NEW YORK (AP) — A Libyan man under indictment in the deadly 1998 bombings of U.S. embassies in Africa must arrive in New York and prove he cannot afford a lawyer before a public defender can be appointed to represent him, a Manhattan judge said Friday.
U.S. District Judge Lewis A. Kaplan rejected an application from David E. Patton, the head of the Federal Defenders of New York, to appoint an attorney for Abu Anas al-Libi.
The 49-year-old al-Libi was seized last Saturday and has been undergoing questioning aboard a U.S. Navy warship in the Mediterranean. He is charged in Manhattan federal court with conspiracy to kill officers and employees of the United States at the U.S. embassies in Nairobi, Kenya and Dar es Salaam, Tanzania.
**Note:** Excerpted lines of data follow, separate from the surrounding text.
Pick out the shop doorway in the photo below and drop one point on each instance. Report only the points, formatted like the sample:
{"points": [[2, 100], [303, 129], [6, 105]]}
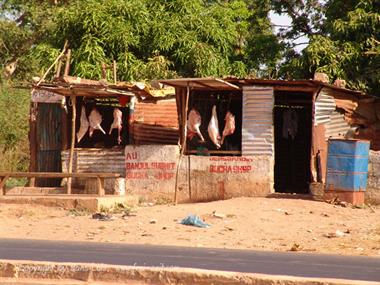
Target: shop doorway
{"points": [[292, 132]]}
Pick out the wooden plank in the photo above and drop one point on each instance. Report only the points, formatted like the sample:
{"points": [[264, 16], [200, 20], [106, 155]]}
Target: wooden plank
{"points": [[70, 170], [59, 174], [213, 151]]}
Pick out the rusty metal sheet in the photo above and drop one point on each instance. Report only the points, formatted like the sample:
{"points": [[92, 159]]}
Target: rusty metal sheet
{"points": [[257, 125], [337, 126], [162, 113], [324, 106]]}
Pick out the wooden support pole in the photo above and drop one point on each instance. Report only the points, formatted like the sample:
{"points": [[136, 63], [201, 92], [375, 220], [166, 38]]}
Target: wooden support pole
{"points": [[3, 180], [67, 66], [32, 182], [104, 71], [54, 63], [100, 186], [114, 71], [73, 119], [183, 147]]}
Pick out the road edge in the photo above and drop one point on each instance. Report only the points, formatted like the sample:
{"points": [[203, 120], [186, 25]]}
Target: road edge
{"points": [[20, 270]]}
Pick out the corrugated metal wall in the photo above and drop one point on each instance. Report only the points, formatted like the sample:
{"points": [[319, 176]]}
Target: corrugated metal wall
{"points": [[95, 160], [337, 126], [324, 106], [156, 123], [257, 126]]}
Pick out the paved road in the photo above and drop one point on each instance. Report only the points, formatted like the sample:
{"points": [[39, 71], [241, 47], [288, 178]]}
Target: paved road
{"points": [[277, 263]]}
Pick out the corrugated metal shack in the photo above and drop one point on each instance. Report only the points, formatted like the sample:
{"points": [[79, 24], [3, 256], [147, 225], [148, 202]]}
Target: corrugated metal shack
{"points": [[279, 143], [50, 127]]}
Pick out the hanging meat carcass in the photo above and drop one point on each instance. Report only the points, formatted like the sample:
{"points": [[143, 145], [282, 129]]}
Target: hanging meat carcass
{"points": [[213, 128], [95, 119], [229, 127], [84, 124], [117, 123], [193, 125]]}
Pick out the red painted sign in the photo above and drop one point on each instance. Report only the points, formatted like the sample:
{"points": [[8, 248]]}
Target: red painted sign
{"points": [[146, 170]]}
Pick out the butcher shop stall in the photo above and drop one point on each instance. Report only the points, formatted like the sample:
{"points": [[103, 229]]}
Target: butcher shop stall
{"points": [[83, 126], [195, 139], [248, 137]]}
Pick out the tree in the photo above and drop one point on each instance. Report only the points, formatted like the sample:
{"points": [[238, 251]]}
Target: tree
{"points": [[346, 45], [148, 38]]}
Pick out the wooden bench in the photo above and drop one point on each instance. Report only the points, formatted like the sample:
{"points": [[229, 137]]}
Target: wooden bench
{"points": [[33, 175]]}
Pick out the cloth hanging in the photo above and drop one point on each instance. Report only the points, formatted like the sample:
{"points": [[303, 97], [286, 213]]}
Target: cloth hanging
{"points": [[290, 123]]}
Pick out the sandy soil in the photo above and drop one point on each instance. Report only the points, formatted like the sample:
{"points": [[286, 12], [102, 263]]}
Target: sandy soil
{"points": [[248, 223]]}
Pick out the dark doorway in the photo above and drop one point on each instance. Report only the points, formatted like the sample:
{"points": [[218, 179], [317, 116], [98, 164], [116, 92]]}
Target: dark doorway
{"points": [[49, 142], [292, 130]]}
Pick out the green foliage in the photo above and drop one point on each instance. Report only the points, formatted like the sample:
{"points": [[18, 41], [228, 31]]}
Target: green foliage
{"points": [[347, 46], [149, 39]]}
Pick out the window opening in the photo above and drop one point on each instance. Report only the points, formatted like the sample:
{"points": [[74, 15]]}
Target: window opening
{"points": [[202, 103]]}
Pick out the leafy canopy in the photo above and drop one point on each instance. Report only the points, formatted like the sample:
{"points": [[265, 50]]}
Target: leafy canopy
{"points": [[148, 38]]}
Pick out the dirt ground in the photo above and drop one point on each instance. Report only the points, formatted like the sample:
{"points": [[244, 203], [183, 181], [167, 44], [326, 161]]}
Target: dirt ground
{"points": [[244, 223]]}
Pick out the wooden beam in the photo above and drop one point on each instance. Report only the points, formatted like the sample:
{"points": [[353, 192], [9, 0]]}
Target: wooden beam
{"points": [[183, 147], [67, 66], [58, 174], [100, 186], [114, 71], [73, 119]]}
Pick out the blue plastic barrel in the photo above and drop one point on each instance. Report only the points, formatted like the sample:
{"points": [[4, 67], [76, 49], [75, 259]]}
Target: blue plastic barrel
{"points": [[347, 165]]}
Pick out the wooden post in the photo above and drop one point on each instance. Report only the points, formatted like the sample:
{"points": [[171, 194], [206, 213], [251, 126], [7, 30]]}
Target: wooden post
{"points": [[100, 185], [67, 66], [32, 182], [73, 119], [3, 179], [114, 71], [54, 63], [104, 71], [184, 133]]}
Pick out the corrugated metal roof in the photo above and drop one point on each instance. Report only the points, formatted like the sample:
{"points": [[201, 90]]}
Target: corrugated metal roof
{"points": [[324, 106], [257, 126], [69, 85], [208, 83]]}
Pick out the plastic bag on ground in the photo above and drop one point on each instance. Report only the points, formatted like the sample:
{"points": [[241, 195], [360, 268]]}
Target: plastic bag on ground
{"points": [[194, 220]]}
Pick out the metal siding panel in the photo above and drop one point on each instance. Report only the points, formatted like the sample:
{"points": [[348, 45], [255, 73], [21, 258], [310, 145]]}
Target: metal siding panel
{"points": [[257, 126], [347, 165], [337, 126], [324, 106]]}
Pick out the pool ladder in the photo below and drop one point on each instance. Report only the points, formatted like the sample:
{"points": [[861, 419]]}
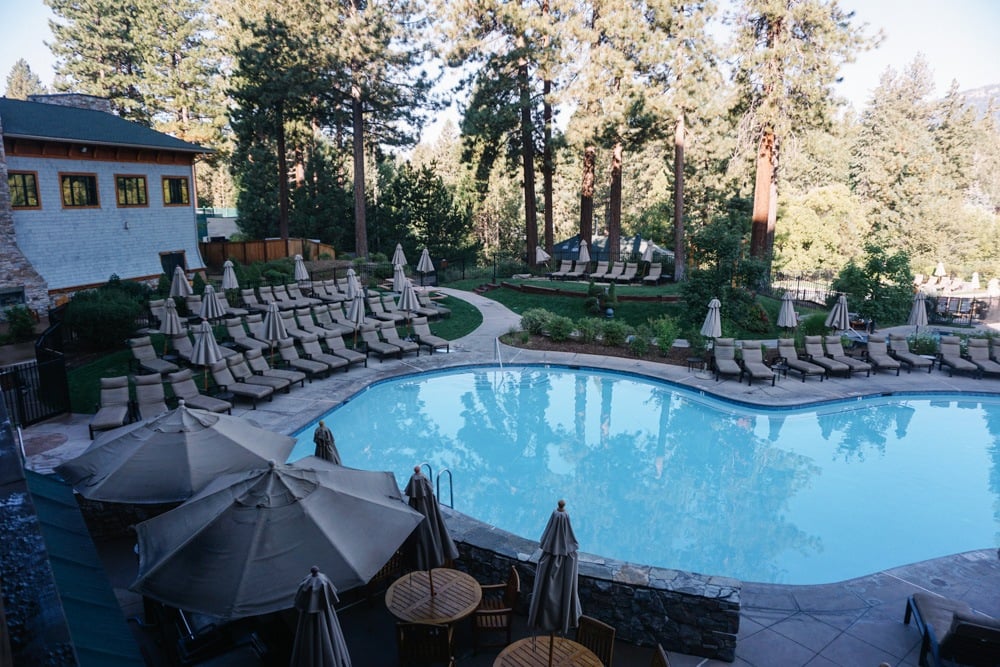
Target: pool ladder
{"points": [[437, 483]]}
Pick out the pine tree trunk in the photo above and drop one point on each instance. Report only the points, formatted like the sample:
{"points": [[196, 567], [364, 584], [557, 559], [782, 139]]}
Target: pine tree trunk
{"points": [[528, 166], [679, 258], [587, 195], [615, 197]]}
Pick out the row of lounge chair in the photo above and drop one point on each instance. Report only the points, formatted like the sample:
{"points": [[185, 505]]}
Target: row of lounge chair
{"points": [[825, 356], [617, 272]]}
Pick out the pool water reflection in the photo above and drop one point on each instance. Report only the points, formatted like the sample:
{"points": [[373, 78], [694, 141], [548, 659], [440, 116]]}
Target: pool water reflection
{"points": [[659, 475]]}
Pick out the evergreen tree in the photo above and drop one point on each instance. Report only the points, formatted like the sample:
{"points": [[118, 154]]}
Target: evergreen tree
{"points": [[22, 82]]}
Near-simultaneous bombings in August 1998 at those embassies killed 224 people, including a dozen Americans.
In his application, Patton relied on a part of federal criminal code rules requiring that a person making an arrest outside the United States take the defendant "without unnecessary delay" before a magistrate judge.
Federal prosecutors argued that the application is premature in part because al-Libi "has not been criminally arrested."
"Rather, he has been detained by the United States Armed Forces, acting under their own legal authorities," the government told Kaplan.
The judge wrote that he was "mindful of the fact that Mr. Patton's concerns may include the legality of the defendant's current detention, assuming that he is not detained pursuant to an arrest on this indictment."
Kaplan did not offer any guidance on ways Patton could raise that concern with military officials.
The judge said a decision whether to go forward with a criminal prosecution based on the Manhattan indictment is a decision for the executive branch of government.
"It remains to be seen whether such a prosecution will go forward," Kaplan said.
A message for comment sent to Patton Friday was not immediately returned.
Nazih Abdul-Hamed al-Ruqai, known by his alias Abu Anas al-Libi, has been on the FBI's most wanted terrorists list since it was introduced shortly after the Sept. 11, 2001 attacks. A reward of $5 million was offered for his capture. The indictment against him claims his role in the 1998 bombings was to scout one of the targeted embassies. His family and former associates have denied he was ever a member of al-Qaida and said he has lived an ordinary life since coming home in 2011.
Al-Liby was captured as he returned to his Tripoli home from morning prayers.